La pilule abortive doit être ramassée en personne – même en cas de pandémie, les règles de la Cour suprême – Reiki

La Cour suprême a décidé cette semaine de rétablir une restriction qui oblige les gens à accéder à la pilule abortive en personne pendant la pandémie. Une ordonnance d'un juge fédéral a précédemment mis fin à l'exigence, mais la Cour suprême a décidé de lever cette ordonnance, rapporte Reuters, ce qui rendra encore plus difficile l'accès des personnes aux soins d'avortement.

En juillet, le juge de district américain Theodore Chuang dans le Maryland a statué que les exigences en personne «placent un obstacle substantiel sur le chemin des femmes cherchant un avortement médicamenteux» et peuvent même violer leurs droits constitutionnels.
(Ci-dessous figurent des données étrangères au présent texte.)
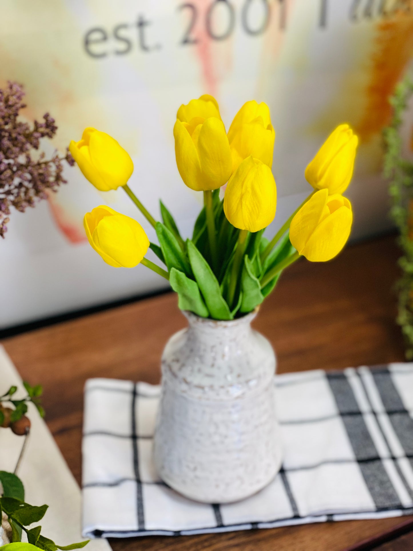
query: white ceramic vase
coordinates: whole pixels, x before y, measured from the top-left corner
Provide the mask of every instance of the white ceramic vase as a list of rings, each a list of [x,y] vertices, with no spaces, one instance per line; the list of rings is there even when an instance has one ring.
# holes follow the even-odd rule
[[[266,486],[280,469],[274,400],[275,356],[251,323],[184,314],[162,358],[162,394],[154,453],[161,478],[187,497],[237,501]]]

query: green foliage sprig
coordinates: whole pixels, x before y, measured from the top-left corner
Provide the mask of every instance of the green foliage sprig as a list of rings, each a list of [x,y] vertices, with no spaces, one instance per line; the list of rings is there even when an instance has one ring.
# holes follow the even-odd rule
[[[390,215],[398,228],[398,243],[403,252],[398,263],[402,276],[396,284],[396,321],[405,339],[407,359],[413,359],[413,163],[403,157],[400,130],[412,95],[413,81],[407,77],[390,99],[393,119],[383,133],[385,146],[384,174],[390,179]]]
[[[57,551],[57,549],[69,551],[84,547],[88,543],[89,540],[87,540],[69,545],[58,545],[52,540],[42,535],[41,526],[29,528],[28,527],[31,525],[42,520],[48,506],[37,507],[26,503],[23,483],[12,473],[0,471],[0,482],[3,487],[3,493],[0,497],[0,518],[2,512],[7,517],[12,528],[12,542],[21,541],[22,531],[24,531],[29,543],[45,551]]]
[[[13,385],[4,394],[0,396],[0,426],[8,428],[10,426],[13,432],[17,432],[16,434],[20,434],[19,429],[19,425],[22,425],[22,428],[24,428],[23,425],[28,429],[30,428],[30,421],[25,417],[25,414],[28,410],[28,403],[31,402],[37,408],[37,411],[41,417],[44,417],[45,410],[43,409],[40,403],[40,399],[43,392],[43,388],[40,385],[36,385],[31,386],[28,382],[24,382],[24,388],[27,392],[27,396],[24,398],[16,399],[14,395],[17,392],[17,387]],[[8,403],[10,406],[13,406],[12,408],[4,406],[4,404]],[[21,420],[26,422],[25,424],[23,423],[19,423]],[[13,430],[15,428],[16,430]],[[24,431],[22,434],[24,434]]]

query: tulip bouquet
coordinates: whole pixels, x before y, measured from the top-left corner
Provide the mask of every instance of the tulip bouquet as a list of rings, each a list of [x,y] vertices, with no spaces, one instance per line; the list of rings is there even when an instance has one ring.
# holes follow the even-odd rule
[[[324,262],[344,247],[352,213],[341,194],[351,179],[358,141],[348,125],[334,131],[307,167],[312,192],[271,240],[263,235],[277,202],[271,171],[275,133],[268,106],[247,102],[227,133],[216,101],[203,95],[179,108],[173,136],[184,183],[203,193],[203,208],[186,240],[161,202],[162,222],[156,221],[129,187],[133,164],[113,138],[87,128],[80,141],[70,143],[86,178],[101,191],[123,187],[156,232],[159,245],[135,220],[105,205],[93,209],[84,217],[86,234],[108,264],[141,263],[169,280],[181,310],[229,320],[253,310],[300,256]],[[149,248],[166,269],[145,257]]]

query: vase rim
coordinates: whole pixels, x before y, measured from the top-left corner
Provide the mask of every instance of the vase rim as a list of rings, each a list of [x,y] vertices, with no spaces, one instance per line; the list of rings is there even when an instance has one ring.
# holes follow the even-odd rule
[[[181,311],[190,323],[194,322],[205,323],[218,327],[234,327],[237,325],[243,325],[246,323],[250,323],[256,317],[259,310],[259,305],[256,306],[251,312],[249,312],[242,317],[237,317],[235,320],[213,320],[210,317],[201,317],[200,316],[198,316],[189,310],[182,310]]]

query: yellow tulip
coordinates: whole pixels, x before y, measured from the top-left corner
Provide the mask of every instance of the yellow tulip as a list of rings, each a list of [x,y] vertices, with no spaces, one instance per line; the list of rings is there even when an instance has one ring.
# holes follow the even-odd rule
[[[348,199],[320,190],[303,205],[290,225],[290,240],[297,252],[313,262],[338,255],[350,235],[353,214]]]
[[[201,96],[181,105],[173,127],[176,164],[185,184],[195,191],[216,190],[231,176],[231,150],[218,104]]]
[[[218,101],[208,94],[198,100],[191,100],[187,105],[181,105],[176,114],[176,118],[181,122],[191,122],[193,118],[205,120],[210,117],[221,120]]]
[[[306,169],[306,179],[315,190],[330,195],[344,193],[353,175],[358,138],[348,125],[338,126]]]
[[[250,155],[271,168],[275,132],[267,104],[255,101],[244,104],[230,127],[228,139],[233,172]]]
[[[83,219],[88,240],[107,264],[133,268],[146,253],[149,240],[135,220],[101,205]]]
[[[133,172],[127,152],[108,134],[95,128],[85,128],[80,141],[70,142],[69,150],[85,177],[100,191],[124,186]]]
[[[225,190],[225,216],[240,230],[258,231],[273,222],[276,206],[277,189],[271,169],[258,159],[247,157]]]

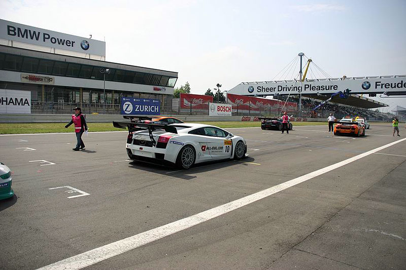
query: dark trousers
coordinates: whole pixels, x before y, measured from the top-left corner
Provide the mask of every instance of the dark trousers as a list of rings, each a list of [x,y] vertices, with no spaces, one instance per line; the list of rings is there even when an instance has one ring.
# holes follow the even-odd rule
[[[329,121],[328,122],[328,131],[334,131],[334,121]]]
[[[283,133],[283,131],[285,130],[285,129],[286,129],[286,133],[289,134],[289,126],[288,125],[287,123],[282,123],[282,133]]]
[[[83,134],[83,131],[81,131],[80,132],[76,132],[76,139],[78,140],[78,143],[76,144],[76,148],[79,149],[80,146],[82,147],[85,147],[85,144],[83,143],[83,141],[82,140],[82,134]]]

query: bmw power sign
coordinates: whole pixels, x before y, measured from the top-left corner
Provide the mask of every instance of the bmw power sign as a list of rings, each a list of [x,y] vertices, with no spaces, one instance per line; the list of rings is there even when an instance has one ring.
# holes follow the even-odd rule
[[[157,115],[160,114],[160,107],[159,99],[123,97],[120,110],[122,115]]]

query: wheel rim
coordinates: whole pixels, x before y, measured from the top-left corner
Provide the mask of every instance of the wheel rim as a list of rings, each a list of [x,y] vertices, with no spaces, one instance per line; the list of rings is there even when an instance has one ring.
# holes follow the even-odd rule
[[[235,145],[235,153],[236,154],[237,157],[239,158],[242,158],[244,155],[245,150],[245,147],[244,147],[244,144],[241,141],[238,142],[237,145]]]
[[[193,163],[194,153],[190,148],[186,148],[182,153],[182,164],[184,167],[188,167],[192,166]]]

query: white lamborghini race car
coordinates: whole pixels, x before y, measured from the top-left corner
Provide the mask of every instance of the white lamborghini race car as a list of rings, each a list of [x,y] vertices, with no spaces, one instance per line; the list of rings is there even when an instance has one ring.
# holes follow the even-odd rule
[[[113,122],[128,128],[125,147],[134,160],[154,160],[189,169],[195,163],[225,159],[241,159],[247,142],[220,128],[201,124],[172,125]]]

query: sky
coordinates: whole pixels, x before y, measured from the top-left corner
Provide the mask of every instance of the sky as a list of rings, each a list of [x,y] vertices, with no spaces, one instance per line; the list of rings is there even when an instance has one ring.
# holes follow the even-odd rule
[[[300,52],[325,72],[314,78],[406,74],[404,0],[0,0],[0,18],[91,34],[106,61],[178,72],[192,94],[294,79],[283,70]]]

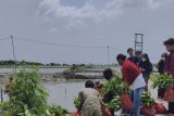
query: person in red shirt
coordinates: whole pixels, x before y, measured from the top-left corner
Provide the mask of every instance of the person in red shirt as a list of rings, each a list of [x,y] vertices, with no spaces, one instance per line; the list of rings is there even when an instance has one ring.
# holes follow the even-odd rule
[[[164,72],[174,76],[174,38],[170,38],[164,41],[164,46],[166,47],[166,51],[170,53],[166,56]],[[174,103],[169,103],[169,113],[174,114]]]
[[[141,93],[146,86],[142,74],[136,66],[136,64],[134,64],[129,60],[126,60],[126,56],[124,54],[119,54],[116,56],[116,60],[122,66],[122,75],[125,82],[125,88],[129,88],[132,91],[130,95],[134,103],[134,109],[130,111],[130,114],[134,116],[139,116]]]

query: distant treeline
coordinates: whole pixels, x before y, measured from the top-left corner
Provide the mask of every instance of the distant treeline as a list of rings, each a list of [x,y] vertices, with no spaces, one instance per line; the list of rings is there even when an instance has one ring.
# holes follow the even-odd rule
[[[86,68],[92,68],[92,67],[103,67],[103,66],[115,66],[115,64],[112,65],[101,65],[101,64],[60,64],[60,63],[48,63],[48,64],[44,64],[44,63],[38,63],[38,62],[27,62],[27,61],[13,61],[13,60],[9,60],[9,61],[0,61],[0,66],[30,66],[30,65],[35,65],[35,66],[55,66],[55,67],[86,67]]]

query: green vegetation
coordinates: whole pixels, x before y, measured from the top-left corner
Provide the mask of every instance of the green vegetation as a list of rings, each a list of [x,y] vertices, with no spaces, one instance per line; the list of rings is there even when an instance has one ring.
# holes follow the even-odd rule
[[[115,96],[111,102],[104,104],[104,106],[114,111],[121,109],[121,96]]]
[[[161,87],[167,89],[174,87],[174,78],[169,74],[157,75],[157,77],[153,78],[152,81],[153,81],[152,85],[153,88]]]
[[[152,106],[154,105],[154,99],[151,98],[151,94],[149,92],[146,92],[141,95],[142,105],[145,106]]]
[[[74,103],[74,105],[75,105],[76,108],[78,108],[79,105],[80,105],[80,101],[79,101],[78,98],[74,98],[74,102],[73,103]]]
[[[119,95],[121,95],[125,91],[121,75],[114,75],[110,81],[105,82],[104,85],[105,94],[112,91],[116,92]]]
[[[62,116],[61,106],[48,104],[48,92],[41,85],[39,70],[21,70],[7,85],[9,101],[0,104],[1,116]]]
[[[73,64],[73,66],[71,67],[72,72],[84,72],[86,69],[85,65],[77,65],[77,64]]]

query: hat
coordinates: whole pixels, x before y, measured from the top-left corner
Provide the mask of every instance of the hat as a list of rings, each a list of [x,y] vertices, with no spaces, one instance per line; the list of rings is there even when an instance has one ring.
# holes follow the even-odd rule
[[[129,51],[134,51],[134,49],[133,49],[133,48],[128,48],[128,49],[127,49],[127,52],[129,52]]]

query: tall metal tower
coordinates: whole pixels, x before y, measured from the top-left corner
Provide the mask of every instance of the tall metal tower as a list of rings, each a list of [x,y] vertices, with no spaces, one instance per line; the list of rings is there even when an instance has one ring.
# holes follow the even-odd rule
[[[144,34],[135,34],[135,55],[139,56],[144,52]]]

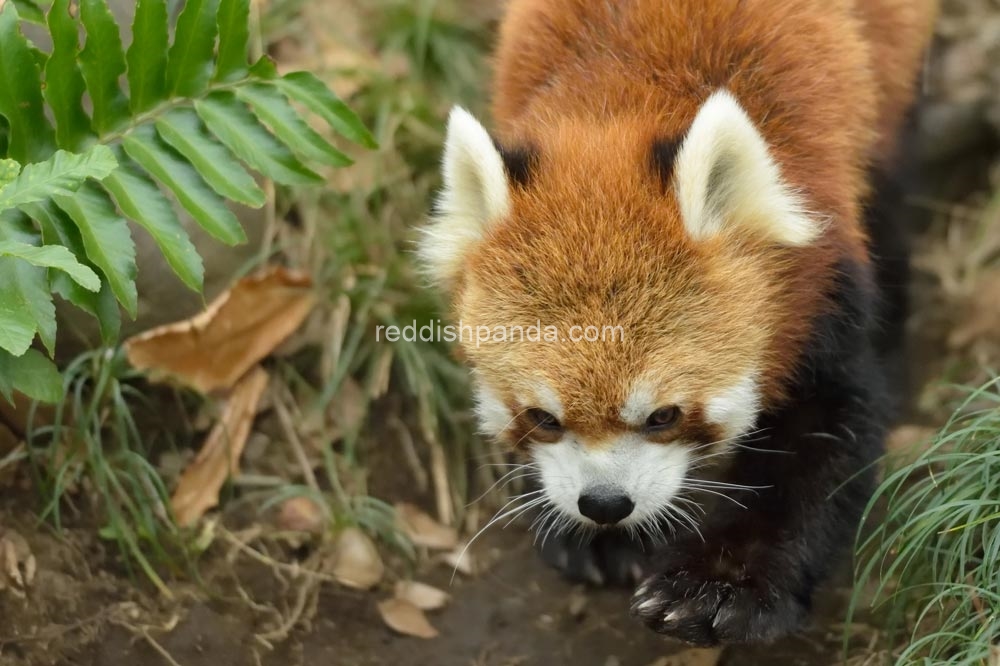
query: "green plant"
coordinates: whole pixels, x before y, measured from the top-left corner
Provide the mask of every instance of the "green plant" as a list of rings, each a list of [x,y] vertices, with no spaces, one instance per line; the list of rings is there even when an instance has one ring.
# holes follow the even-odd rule
[[[993,379],[967,391],[929,448],[886,477],[866,512],[851,612],[873,583],[888,642],[903,643],[895,663],[993,666],[1000,658],[998,488]]]
[[[129,573],[141,571],[164,595],[169,588],[161,567],[194,571],[194,540],[176,525],[170,494],[150,462],[157,437],[142,435],[136,407],[146,398],[135,387],[140,378],[124,353],[85,352],[64,373],[66,400],[51,423],[32,427],[27,458],[39,494],[41,518],[61,528],[75,498],[93,500],[101,521],[98,533],[114,542]],[[41,419],[32,418],[29,425]]]
[[[279,75],[266,56],[249,64],[249,13],[249,0],[188,0],[170,41],[166,0],[139,0],[126,50],[105,0],[54,0],[47,12],[26,0],[2,3],[0,393],[8,399],[13,389],[39,400],[62,395],[54,366],[32,348],[37,336],[54,352],[53,293],[97,317],[106,343],[117,336],[119,305],[135,316],[126,220],[200,290],[201,259],[168,194],[213,237],[236,244],[245,234],[225,202],[265,203],[244,165],[295,187],[323,183],[315,167],[351,162],[299,107],[374,147],[313,74]],[[49,52],[24,35],[22,21],[41,24]]]

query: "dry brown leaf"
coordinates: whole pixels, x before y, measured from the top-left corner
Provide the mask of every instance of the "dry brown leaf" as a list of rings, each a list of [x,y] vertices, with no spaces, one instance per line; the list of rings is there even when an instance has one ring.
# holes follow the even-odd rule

Mais cette semaine, à la demande de l'administration Trump, la Cour suprême a réexaminé l'affaire et a finalement décidé que l'exigence devait rester, malgré le fait que la pandémie fait rage.

Ce que l’on appelle communément «la pilule abortive» comprend en fait deux médicaments, dont le premier est la mifépristone (également appelée Mifeprex ou RU-486), un médicament qui arrête les grossesses de 10 semaines ou moins en bloquant les récepteurs de la progestérone. Normalement, la progestérone aide à épaissir la muqueuse utérine. Mais sans cela, la grossesse ne peut pas progresser. Un jour ou deux après la prise de mifépristone, une patiente prendra alors un deuxième médicament (misoprostol), qui provoque des contractions qui aident l'utérus à expulser la grossesse, a expliqué SELF précédemment.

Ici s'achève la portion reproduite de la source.